I heard the notecards crash to the floor, but in the next moment I was on my feet. In one motion I flung my blindfold off and I gripped my hand around her skinny throat. The rage was a sheet covering my eyes, but eventually they let the light in. And I saw. There was no fear in her eyes. There was no malice, no hate. There was only sadness welling in her deep, blue eyes.

So I released her, even before the assistants could reach me. I tried to speak, but no sound came. We just stood there, silent yet awake. In unison.

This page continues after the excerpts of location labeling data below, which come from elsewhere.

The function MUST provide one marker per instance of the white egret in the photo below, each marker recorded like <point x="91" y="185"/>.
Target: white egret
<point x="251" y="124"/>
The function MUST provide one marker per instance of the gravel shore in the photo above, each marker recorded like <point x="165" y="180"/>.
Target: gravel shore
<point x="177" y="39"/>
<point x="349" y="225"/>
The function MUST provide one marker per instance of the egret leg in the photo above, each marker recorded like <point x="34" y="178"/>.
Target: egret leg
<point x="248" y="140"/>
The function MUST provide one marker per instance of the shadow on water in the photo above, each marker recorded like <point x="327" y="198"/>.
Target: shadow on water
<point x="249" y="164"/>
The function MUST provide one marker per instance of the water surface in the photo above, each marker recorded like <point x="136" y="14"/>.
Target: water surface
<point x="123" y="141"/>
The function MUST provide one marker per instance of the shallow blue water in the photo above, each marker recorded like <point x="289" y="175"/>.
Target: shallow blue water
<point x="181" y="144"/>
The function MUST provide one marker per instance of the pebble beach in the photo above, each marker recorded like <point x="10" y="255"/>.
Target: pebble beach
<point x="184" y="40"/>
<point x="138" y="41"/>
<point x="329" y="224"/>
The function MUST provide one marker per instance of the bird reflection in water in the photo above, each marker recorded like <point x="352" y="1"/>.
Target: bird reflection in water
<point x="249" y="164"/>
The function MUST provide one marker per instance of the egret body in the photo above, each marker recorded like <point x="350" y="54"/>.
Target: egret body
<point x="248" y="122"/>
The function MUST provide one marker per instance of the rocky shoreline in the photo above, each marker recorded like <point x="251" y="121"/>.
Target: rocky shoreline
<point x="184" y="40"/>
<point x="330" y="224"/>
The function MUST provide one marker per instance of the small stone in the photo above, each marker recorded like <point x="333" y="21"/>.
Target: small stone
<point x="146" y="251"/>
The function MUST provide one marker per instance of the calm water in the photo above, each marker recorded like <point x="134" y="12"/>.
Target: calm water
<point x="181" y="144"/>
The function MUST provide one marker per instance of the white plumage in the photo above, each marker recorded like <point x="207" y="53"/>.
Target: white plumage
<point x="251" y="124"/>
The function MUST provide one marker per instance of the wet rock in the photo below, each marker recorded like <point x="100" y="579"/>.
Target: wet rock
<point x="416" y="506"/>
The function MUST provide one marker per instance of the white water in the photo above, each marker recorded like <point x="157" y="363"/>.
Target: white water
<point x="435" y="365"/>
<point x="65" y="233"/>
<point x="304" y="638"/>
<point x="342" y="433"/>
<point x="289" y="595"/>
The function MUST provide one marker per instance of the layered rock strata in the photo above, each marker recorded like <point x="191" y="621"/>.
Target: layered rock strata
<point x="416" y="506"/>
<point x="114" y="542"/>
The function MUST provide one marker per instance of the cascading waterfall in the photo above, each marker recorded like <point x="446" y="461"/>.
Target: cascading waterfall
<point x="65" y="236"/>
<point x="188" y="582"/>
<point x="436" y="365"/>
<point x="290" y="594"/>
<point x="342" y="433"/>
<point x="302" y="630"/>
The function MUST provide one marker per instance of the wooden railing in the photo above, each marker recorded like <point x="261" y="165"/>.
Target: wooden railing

“You didn’t kill her,” I said at last. “Fucking experiment.”

I would have thought that that realization would ease my mind a little, but I got no reprieve. That sick, acidic burn remained in my stomach as they led her out of the room, shaking and crying. The professor waited a few moments before coming up to me with an envelope.

“Well, you ruined the experiment,” he said. “Contractually, I shouldn’t pay you. You were supposed to remain blindfolded and answer questions about what kind of legal trial and sentencing your wife’s murderer should have gotten… but I think we all know the answer you would have given anyways.”

“I would have said put her down,” I answered, vacantly.

My head was still reeling, so it took me a moment to remember the experiment. I still had that sick, violent feeling like my wife did actually have a murderer, rather than the random hit and run. It was overwhelming, how that dull pain I had become used to could just be reopened and made even more excruciating than I thought possible.

Dr. Phelps pushed the check into my hand anyways and led me out.

“You know this really is a fundamental flaw in our justice system,” he said. “When you make the deceased family hear the accounts firsthand, and hear the voice of the killer, anyone would be ready to push for the death penalty. Or to continue to fight year after year against allowing them parole.”

I thought about that as I walked back to the sitter’s house, through the biting cold. But it just didn’t sound like a flaw to me. Maybe it really isn’t right to sentence someone to death, but it sure as hell seemed right when I was listening to Lilly speak. I would have put her down myself.

That day haunts me just as much as when Jennifer died, but I can at least hope to see my daughters smile and throwing wrapping paper all over the room when Christmas comes. Despite those sick, fabricated images seeded in my mind, at least this I know to be real: my daughters’ are going to have a lot of presents this year.